On this day, the one year anniversary of the effective date of the Amendments to the Federal Rules on electronic discovery, I would like to take the opportunity to thank all those who worked so diligently for so many years to develop rules that essentially created a new niche in the world of litigation. After all, I (together with many of my compatriots) have spent the better part of the last three years developing materials to educate our firm lawyers, speaking at a variety of seminars on how businesses should prepare themselves for e-discovery, learning how to talk the talk of technology to interface between IT folks and lawyers -- and yes, it remains a challenge -- and advising clients on how to plan for the inevitable production of electronic information, and then producing it. I've been busy, and that's good. But the question remains, are we better off than before the Amendments? Well, that depends on who you are. The Amendments created not just a new niche of litigation practice, but a world of vendors willing (and sometimes able) to offer a variety of services to assist your e-discovery needs. Determining what those needs are is the more challenging part. Then you have to find a vendor who knows what your options are, gives you alternatives for how to achieve them, and can actually implement your desired option. Trust me, these vendors are few and far between. I have worked with several good ones, and a number of very bad ones. You must learn to ask the right questions, and work closely with your technology people to stay on top of what is being done.

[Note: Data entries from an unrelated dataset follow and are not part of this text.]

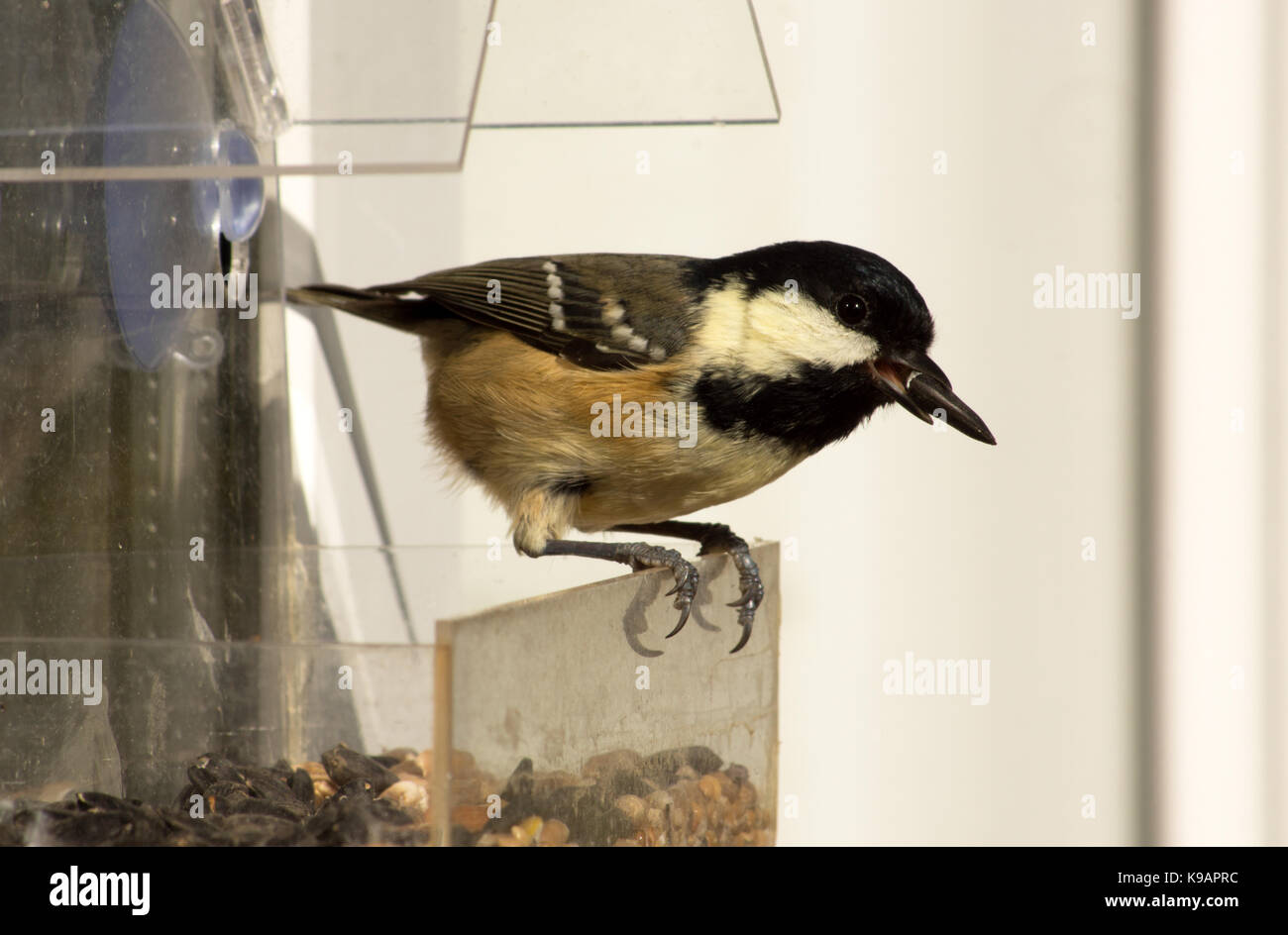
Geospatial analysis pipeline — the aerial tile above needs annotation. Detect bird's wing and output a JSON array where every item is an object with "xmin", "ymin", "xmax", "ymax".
[{"xmin": 366, "ymin": 254, "xmax": 696, "ymax": 369}]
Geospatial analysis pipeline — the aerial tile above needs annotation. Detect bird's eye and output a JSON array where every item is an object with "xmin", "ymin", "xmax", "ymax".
[{"xmin": 836, "ymin": 292, "xmax": 868, "ymax": 329}]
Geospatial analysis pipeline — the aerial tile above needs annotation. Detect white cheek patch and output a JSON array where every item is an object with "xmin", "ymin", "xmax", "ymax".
[{"xmin": 695, "ymin": 286, "xmax": 879, "ymax": 376}]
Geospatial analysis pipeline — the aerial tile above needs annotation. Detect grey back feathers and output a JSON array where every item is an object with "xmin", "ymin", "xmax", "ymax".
[{"xmin": 291, "ymin": 254, "xmax": 699, "ymax": 369}]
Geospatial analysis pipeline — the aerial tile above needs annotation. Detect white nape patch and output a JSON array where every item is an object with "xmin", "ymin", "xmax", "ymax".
[
  {"xmin": 693, "ymin": 286, "xmax": 879, "ymax": 377},
  {"xmin": 541, "ymin": 260, "xmax": 563, "ymax": 302}
]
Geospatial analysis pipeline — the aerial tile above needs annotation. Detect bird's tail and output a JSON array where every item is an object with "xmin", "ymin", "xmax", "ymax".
[{"xmin": 286, "ymin": 283, "xmax": 454, "ymax": 334}]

Well the vendors are happy, what about the lawyers implementing the new rules? Rarely have I met a lawyer who is excited about the prospect of engaging in electronic discovery. Why? Because the practice of law and technology are usually mutually exclusive. Few lawyers have any idea what they are wading into, so most of them choose to avoid it altogether. Ask your local district court judge how many lawyers opt out of the requirements of the amendments during their Rule 26 conference. Those who get it grow frustrated with those who don't, and I have not seen a case yet in which both sides understood their obligations and sat down to discuss preservation duties rationally, leaving with a thorough understanding of their obligations going forward. I have high hopes, though, for the future.

And of course, saving the most important for last, how do the parties forced to comply with the rules feel? Afraid. Very, very afraid. In house counsel with whom I have spoken live in a constant state of fear that the letter giving rise to a duty to preserve will sit on an HR employee's desk for weeks on end or worse yet, never be seen by the legal department before electronic information that should have been preserved is deleted. What is the answer? Education and constant vigilance working together with trusted counsel knowledgeable about e-discovery obligations. The cost of e-discovery is another thorn in the side of in house counsel. Few understand enough about it to anticipate or budget costs, and that's another  problem altogether.

So, are we better off? The jury is still out. In a world where better than 90% of the information created is electronic, there has to be some guidance for clients, lawyers and judges to follow in dealing with the production of electronic information. The Amendments give us some guidance, but there is much to be flushed out in case law.

Happy Anniversary Amendments, let's see what we have to say next year.